Réflexions en tant qu’écrivain lors de la gestion du stand de livres de la fête de l’école

Mon appel à l’action est venu par e-mail : est-ce que je dirigerais le kiosque à livres de la fête de l’école ? « Je l’espère vraiment », a écrit le coordinateur de la fête, « parce que nous n’avons pas de renfort. » Les parents qui étaient auparavant responsables avaient tous déménagé. Ayant aidé les années précédentes, j’étais le seul à comprendre le fonctionnement interne du stand. J’ai imprimé des pancartes et les ai épinglées sur la porte d’une salle de classe vide : « Dons de livres. Veuillez laisser les livres ICI !

Le crédit:Simon Letch

Bientôt cartons et cabas s’empilèrent, tous débordants. C’était déconcertant de voir le soulagement des gens alors qu’ils se séparaient de leurs livres. Étais-je en train d’imaginer cela ou n’arrivaient-ils pas à s’en débarrasser assez vite ? Une pluie battante inondait les rues, mais un homme a rempli sa brouette avec une charge de bibliothèque, la recouvrant d’une bâche et d’une corde, afin de ne pas manquer cette chance de faire un don.

Les livres, un piégeage de privilège, semblaient les faire se sentir piégés. Ces personnes se libéraient des bonnes intentions et des plans ratés, que j’ai dûment classés dans des boîtes de fruits étiquetées MAISON/JARDINAGE, PHILOSOPHIE, FITNESS. Ils se déchargeaient de la culpabilité de n’avoir jamais lu certains livres. Les choux de bruxelles, les brocolis de leurs collections. Un voisin est entré portant une boîte chargée de titres dignes. M’apercevant, il fit une légère grimace. « Nous n’avons aucun des ton des livres ici, dit-il trop rapidement.

Je n’avais pas pu me séparer de quoi que ce soit de mes propres étagères. Dans chaque pièce, les livres étaient déjà déséquilibrés sur toutes les surfaces. Et en triant les rebuts littéraires de l’école, j’ai continué à ajouter à notre esthétique de château de cartes. Parfois, je me sentais désolé pour un livre que j’avais déballé, imaginant que personne n’en voudrait jamais. Ensuite, je devrais le ramener à la maison, en prétendant qu’il pourrait être utile. Par exemple, ouvrir le journal d’une poissonnière écossaise du XIXe siècle – « Ma mère a aussi donné un fishie à plusieurs mannies sur le bord de la route » – Je me suis dit que si jamais je me mettais à écrire sur la pêche préindustrielle, ce serait inestimable…

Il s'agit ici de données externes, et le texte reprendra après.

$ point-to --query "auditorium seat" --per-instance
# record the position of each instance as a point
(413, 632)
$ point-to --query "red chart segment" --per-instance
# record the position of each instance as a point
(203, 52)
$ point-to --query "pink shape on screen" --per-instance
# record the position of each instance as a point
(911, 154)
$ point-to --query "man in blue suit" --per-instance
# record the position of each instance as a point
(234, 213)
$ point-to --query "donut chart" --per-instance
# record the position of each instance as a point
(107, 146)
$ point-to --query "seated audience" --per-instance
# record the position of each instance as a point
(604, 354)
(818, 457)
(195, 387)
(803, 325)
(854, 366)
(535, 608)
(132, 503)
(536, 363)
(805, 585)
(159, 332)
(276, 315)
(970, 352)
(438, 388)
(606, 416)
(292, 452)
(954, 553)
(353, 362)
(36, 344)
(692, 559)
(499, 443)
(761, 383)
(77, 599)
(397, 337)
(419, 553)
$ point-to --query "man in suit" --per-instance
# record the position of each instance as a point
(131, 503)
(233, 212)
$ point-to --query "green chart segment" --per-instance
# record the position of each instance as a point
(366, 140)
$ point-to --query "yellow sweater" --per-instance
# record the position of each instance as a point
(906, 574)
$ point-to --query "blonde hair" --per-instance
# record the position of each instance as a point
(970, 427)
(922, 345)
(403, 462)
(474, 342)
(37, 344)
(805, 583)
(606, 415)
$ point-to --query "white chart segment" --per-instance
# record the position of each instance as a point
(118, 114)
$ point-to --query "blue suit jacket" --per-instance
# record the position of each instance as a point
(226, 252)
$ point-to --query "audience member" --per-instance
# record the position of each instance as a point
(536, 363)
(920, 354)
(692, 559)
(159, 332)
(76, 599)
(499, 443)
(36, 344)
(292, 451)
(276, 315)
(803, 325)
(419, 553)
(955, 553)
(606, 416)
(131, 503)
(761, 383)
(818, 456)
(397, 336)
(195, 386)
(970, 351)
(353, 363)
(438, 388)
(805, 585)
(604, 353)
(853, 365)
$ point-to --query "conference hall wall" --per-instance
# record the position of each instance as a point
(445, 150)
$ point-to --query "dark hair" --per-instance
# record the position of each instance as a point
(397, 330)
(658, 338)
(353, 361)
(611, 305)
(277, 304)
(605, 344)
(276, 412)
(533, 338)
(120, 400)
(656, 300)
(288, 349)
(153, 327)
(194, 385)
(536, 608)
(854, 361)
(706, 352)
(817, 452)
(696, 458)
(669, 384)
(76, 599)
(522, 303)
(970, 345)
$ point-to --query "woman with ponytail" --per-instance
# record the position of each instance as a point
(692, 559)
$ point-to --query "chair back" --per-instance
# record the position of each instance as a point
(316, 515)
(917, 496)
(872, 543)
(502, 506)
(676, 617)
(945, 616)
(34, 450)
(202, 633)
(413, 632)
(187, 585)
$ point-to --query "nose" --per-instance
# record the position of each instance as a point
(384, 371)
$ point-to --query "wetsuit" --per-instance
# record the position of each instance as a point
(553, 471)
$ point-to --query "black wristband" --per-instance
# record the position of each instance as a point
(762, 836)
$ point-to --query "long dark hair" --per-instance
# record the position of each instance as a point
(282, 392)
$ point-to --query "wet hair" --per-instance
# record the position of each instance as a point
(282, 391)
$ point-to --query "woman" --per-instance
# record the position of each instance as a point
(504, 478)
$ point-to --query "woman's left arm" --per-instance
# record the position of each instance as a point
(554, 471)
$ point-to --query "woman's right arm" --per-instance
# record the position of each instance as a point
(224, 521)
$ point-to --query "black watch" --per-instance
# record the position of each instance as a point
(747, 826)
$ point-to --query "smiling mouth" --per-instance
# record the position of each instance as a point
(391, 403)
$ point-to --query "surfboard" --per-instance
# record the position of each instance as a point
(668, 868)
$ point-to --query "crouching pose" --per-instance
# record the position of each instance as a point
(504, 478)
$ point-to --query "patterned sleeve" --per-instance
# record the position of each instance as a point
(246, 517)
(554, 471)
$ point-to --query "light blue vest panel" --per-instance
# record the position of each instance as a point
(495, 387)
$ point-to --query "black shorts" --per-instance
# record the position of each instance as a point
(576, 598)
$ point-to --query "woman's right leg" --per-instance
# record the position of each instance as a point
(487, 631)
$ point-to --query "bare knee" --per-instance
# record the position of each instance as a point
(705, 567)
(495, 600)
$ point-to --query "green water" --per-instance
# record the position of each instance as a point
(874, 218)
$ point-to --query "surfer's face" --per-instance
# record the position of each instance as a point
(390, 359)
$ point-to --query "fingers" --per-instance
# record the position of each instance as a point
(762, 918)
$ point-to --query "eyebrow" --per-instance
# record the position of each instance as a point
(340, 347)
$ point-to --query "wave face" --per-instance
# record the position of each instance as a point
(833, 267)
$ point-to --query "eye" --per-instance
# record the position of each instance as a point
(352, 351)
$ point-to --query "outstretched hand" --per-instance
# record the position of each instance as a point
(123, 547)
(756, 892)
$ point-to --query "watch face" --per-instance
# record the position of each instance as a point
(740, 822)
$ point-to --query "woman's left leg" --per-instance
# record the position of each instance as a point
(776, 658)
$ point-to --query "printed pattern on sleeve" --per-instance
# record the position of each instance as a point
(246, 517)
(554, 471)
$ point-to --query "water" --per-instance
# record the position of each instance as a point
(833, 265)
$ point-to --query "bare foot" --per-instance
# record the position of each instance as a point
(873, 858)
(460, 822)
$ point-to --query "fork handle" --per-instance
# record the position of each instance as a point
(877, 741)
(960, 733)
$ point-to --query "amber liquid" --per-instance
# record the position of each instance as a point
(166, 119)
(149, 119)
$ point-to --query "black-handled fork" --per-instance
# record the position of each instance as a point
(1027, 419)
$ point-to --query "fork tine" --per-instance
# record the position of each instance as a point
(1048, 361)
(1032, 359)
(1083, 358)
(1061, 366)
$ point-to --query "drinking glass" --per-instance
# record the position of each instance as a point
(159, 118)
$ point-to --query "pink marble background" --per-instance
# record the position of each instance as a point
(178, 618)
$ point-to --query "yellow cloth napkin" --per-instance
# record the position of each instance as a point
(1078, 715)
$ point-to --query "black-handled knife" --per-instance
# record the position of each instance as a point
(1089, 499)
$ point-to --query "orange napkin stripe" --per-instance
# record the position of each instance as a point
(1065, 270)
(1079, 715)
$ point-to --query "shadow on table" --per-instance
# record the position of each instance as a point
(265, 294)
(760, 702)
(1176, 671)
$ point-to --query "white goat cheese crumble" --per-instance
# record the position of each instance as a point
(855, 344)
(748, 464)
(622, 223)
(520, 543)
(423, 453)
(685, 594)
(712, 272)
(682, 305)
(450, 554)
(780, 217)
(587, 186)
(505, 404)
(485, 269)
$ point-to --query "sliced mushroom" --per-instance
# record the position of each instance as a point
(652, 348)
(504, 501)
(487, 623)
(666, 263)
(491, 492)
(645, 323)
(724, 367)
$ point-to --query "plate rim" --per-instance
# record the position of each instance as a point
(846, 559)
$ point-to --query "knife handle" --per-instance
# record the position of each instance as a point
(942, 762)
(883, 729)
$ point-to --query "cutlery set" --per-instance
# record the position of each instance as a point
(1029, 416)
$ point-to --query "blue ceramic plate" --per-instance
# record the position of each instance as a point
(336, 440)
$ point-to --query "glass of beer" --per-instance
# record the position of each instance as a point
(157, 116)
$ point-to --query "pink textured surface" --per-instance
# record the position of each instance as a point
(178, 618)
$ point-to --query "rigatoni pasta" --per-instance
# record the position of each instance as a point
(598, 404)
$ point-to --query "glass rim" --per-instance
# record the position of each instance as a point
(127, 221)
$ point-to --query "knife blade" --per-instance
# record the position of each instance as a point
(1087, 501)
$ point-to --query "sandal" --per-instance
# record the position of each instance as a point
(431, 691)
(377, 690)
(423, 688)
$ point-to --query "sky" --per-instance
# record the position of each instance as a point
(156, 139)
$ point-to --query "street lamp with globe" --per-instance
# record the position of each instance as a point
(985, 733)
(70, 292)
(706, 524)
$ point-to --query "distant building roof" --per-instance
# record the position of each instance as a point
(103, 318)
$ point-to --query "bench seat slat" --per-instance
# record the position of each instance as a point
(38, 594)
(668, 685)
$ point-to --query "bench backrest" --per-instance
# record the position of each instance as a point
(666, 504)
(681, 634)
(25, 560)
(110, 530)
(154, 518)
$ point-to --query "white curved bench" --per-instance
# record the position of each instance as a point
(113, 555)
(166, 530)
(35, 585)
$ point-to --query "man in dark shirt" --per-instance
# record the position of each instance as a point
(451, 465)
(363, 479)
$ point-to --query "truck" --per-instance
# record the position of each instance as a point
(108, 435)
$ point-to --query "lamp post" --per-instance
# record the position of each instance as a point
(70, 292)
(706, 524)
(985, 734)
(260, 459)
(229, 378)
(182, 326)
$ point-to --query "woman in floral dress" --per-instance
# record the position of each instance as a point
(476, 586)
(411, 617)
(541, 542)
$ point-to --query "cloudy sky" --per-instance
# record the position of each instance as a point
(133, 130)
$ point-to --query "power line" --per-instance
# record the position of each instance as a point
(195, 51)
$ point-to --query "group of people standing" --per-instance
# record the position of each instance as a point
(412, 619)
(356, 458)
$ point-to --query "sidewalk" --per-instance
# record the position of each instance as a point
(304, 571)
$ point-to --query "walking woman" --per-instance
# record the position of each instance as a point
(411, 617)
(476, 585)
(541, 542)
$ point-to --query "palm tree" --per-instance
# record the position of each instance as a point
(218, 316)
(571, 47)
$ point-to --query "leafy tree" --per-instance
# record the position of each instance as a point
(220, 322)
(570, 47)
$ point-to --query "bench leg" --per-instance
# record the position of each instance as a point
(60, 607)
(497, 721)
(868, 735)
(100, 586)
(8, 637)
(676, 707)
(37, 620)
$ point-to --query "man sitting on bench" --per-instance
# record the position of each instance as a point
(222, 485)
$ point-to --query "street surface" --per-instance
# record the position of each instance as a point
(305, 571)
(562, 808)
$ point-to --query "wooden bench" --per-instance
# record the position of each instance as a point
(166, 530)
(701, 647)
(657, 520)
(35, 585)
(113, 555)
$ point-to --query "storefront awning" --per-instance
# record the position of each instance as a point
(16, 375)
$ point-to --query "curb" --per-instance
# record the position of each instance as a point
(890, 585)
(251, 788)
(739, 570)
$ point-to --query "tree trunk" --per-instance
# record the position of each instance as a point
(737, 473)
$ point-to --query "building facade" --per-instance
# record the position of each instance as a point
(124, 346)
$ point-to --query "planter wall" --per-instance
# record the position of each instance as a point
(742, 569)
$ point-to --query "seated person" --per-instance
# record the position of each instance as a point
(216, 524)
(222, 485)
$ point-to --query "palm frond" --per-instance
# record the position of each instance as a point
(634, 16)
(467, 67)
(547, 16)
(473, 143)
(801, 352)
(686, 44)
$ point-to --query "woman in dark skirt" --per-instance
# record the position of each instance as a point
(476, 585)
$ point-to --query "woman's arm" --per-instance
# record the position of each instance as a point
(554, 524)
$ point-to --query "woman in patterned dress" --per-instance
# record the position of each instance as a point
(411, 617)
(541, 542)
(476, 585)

Le jour de la fête est arrivé et un groupe d’entre nous a créé une configuration de type magasin à l’intérieur de la salle de classe. Sur les pupitres de l’école était déposé un trésor de livres. Il y avait des livres pour enfants aux tons de bijoux à l’état neuf, mais encore mieux étaient ces choses bernaches qui s’ouvraient sur les passages préférés d’un ancien lecteur: des pages pleines de marges, les points d’exclamation des notes passant le relais au lecteur suivant.

Les clients sont arrivés et c’était excitant quand ils ont trouvé leur livre. Nous avions allumé une radiographie existentielle : instantanément, quelque chose d’élémentaire chez une personne était rendu visible. J’ai vu un enfant devenir fou de joie en trouvant une brochure vintage sur des costumes militaires obscurs. Un père, espérant défier son adolescent, a acheté Das Capital. Une grand-mère tenait fermement à une histoire locale rare sur la ville de campagne où elle vivait. C’était un refuge pour ceux qui ne voulaient pas passer leur temps à jeter des Jaffas dans une cuvette de toilettes au stand Choc Toss.

Une fois que chaque livre et chaque personne se seraient trouvés, les deux seraient moins seuls.

Et pourtant, en milieu d’après-midi, je savais que notre stock n’évoluait pas comme je l’avais espéré. Pourquoi, par exemple, personne n’avait-il acheté le folio de photographies de pingouins ? Ou le livre sur da Vinci et l’espionnage ? Où était tout le monde ? De la fenêtre de la classe, je pouvais voir le bar. Maintenant, la communauté scolaire était divisée pour moi entre les lecteurs et les non-lecteurs. Alors que les gens buvaient, riaient, profitaient d’un répit de la pluie, je leur ai demandé de venir au kiosque à livres. S’ils ont sélectionné l’un des nombreux volumes de la section PARENTING/SELF-HELP, ils n’auront peut-être pas besoin de se faire avoir. Ici, nous avions quelque chose de spécial pour chacun d’eux. Je devais le croire.